Caricatures and Christ
At the height of the craze, the Beatles boasted they were more popular than Jesus Christ. Earl Woods, father of the renowned golfer Tiger Woods, once noted that his son was more famous than Jesus Christ. Christians are piqued when such claims are made from time to time. I wonder if we should not marvel that this simple Galilean carpenter who lived two millennia ago should, without his asking, become the frame of reference for fame.
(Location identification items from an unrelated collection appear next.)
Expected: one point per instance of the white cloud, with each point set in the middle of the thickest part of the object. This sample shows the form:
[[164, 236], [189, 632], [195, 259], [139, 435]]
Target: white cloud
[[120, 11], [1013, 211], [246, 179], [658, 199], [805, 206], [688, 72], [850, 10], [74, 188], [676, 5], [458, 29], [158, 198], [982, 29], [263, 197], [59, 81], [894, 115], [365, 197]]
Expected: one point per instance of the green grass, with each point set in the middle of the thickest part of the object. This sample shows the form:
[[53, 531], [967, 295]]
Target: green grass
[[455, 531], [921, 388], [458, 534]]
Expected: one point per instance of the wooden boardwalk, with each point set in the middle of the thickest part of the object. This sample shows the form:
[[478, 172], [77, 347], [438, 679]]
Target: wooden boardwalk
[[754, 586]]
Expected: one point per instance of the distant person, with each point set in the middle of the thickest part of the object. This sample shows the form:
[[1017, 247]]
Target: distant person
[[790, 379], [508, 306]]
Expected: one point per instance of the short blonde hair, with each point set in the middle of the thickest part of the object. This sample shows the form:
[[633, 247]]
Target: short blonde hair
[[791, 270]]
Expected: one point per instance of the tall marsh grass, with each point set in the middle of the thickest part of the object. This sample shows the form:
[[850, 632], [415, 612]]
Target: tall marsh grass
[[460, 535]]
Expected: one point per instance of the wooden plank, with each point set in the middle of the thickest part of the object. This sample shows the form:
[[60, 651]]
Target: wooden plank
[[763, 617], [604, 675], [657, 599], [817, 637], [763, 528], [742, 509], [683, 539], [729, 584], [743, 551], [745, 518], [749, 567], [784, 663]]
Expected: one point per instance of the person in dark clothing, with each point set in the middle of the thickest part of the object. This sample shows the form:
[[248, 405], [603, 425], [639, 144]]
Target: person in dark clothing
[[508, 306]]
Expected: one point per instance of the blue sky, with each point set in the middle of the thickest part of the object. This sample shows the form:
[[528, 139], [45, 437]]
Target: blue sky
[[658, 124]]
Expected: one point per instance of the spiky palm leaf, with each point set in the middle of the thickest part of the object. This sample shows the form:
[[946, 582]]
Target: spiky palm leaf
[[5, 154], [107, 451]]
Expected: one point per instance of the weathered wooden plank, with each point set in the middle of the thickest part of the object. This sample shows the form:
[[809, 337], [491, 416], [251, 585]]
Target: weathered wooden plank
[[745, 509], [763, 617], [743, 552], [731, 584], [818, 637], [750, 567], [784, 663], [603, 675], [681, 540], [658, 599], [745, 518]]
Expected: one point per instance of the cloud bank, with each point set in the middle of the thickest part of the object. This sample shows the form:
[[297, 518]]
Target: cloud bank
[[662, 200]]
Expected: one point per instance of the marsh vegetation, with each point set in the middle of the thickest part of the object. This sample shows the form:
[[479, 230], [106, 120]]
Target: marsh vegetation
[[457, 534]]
The choice of theme for certain novels, purportedly hidden gospels, and other shock-invoking commentaries evince a similar interest in the person of Jesus Christ.
Although it may be an unusual way of approaching the controversies that some raise about the person of Jesus, it is helpful to see how these develop from an inadequate understanding of God. It is also a lesson for those of us who claim to be Christians that without our knowledge, we may be harboring a similar lack in our theology. In today's pragmatic climate of "how-to-get-something-out-of–God" and "how-to-do-something-for-God" Christianity, it is quite possible that we have left the huge gap of "Who-is-God" theology in the middle! Who Jesus claimed to be has immense implications for our understanding of who God is.
I am, therefore, grateful that God permits periodic shock treatments on his church and the world through the likes of Hollywood or the Gnostic gospels, the Beatles or Dan Brown, for they alert us to the serious shortcomings in our own understandings of Him. These stories tell us that Jesus was someone most of us believe he was not, and yet many of us would have a difficult time explaining who we believe he really is.
When facing any error or counterfeit, it is good to train ourselves to ask the question, "What is the original truth of which this is the counterfeit?" An error bears important and interesting relationships to the truth. The former is arrived at by adding to or subtracting something from the latter. Thus, an error always contains something of the truth whereas the truth has nothing of the error in it. Moreover, the opposite of a truth is always an error, but the opposite of an error is rarely the truth—it is often another error!
Many of these popular writings and new discoveries of Jesus, I believe, can provide a singular service to the world in helping us discern the original within the counterfeit, whether presented in the form of a novel or news. The Gospel of Judas offers a similar opportunity. Yet, we could easily be tempted to react against such errors by looking at their opposites, only to find ourselves landing in other errors. Instead, we should try to look at the biblical originals to which these insinuations point.
For instance, there is nothing wrong with sexuality and marriage. But was Jesus married? He was not. In the most ancient accounts of his life, there is no indication that he was married or widowed, although there is abundant evidence that he had a great number of women-disciples, Mary of Magdala being one of them. It can be quite clearly concluded that Jesus limited himself by the discipline of celibacy for the sake of the kingdom of heaven (Matthew 19:12) so that he could win for himself the bride of the Church (Ephesians 5:27; II Corinthians 11:2).
We should be grateful to those who in caricaturing Christ drive us to reflect on issues to which we have paid scant attention. But we need to move beyond the purely pragmatic, individualized understanding of faith to the glorious sweep of the canvas painted for us in Scripture, history, creeds, archaeology, and many other evidences. It is thus that we would be enabled to truly worship an amazing God and to lovingly relate to Jesus Christ as savior, through his ever-living Spirit.
L.T. Jeyachandran is executive director of Ravi Zacharias International Ministries in Singapore.